Prendendo in considerazione le note inviate dagli stessi servizi segreti, la Cassazione spiega che "proprio da tali note la Corte Costituzionale nella sentenza del 10 febbraio scorso tanto ampia nella parte rievocativa, quanto stringata nella parte valutativa, oltre che totalmente silente circa la pur autorevole tesi dottrinale che ritiene non più opponibile il segreto in relazione a fatti ormai divenuti di pubblico dominio - prende le mosse e declina argomenti, peraltro pur assumendo di volersi porre nel solco di principi tradizionalmente enunciati dalla giurisprudenza costituzionale".

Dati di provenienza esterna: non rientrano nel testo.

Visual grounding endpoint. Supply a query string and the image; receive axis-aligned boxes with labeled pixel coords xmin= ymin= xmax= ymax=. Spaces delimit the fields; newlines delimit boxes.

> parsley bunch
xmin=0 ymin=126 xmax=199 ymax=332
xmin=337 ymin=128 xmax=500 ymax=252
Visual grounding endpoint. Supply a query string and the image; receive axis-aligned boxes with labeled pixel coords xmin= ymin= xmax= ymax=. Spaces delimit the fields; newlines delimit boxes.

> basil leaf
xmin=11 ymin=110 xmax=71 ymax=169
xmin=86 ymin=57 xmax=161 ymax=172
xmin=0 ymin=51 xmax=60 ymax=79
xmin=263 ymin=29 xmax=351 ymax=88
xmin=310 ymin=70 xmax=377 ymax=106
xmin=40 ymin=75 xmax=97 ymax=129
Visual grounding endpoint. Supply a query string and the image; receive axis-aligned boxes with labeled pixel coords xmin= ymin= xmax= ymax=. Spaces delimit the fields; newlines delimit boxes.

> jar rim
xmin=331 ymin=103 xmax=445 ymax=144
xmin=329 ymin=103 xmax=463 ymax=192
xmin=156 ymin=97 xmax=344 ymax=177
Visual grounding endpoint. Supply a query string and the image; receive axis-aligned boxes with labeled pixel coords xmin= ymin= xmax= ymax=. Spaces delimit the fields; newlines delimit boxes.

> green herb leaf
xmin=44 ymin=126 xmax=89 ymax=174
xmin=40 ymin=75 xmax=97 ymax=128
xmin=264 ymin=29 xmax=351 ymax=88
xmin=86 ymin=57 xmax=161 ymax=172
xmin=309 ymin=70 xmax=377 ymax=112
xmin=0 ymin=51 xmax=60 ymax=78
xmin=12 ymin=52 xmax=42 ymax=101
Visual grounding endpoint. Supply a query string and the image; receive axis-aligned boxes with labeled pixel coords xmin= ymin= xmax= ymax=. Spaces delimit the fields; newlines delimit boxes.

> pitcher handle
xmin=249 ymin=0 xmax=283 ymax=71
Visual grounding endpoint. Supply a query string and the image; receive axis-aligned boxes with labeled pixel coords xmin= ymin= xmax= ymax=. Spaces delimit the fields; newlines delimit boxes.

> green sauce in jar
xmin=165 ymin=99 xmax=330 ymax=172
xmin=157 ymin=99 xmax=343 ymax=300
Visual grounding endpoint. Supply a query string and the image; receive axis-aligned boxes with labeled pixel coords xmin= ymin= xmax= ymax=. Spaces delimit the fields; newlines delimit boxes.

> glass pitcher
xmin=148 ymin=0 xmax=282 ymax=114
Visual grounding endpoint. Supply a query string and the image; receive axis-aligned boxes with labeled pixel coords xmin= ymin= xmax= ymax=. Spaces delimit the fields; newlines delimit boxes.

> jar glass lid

Insomma, alla Cassazione non resta che "prendere atto da un lato che non residuano, e non possono residuare, prove esterne a quell’ampio perimetro così inaspettatamente tracciato dalla sentenza ultima della Corte Costituzionale, dall’altro che i pronunciati annullamenti da parte della stessa Consulta, pur formalmente aperti a ulteriori conclusioni in capo all’autorità giudiziaria competente, in sostanza chiudono ex se il cerchio decisorio".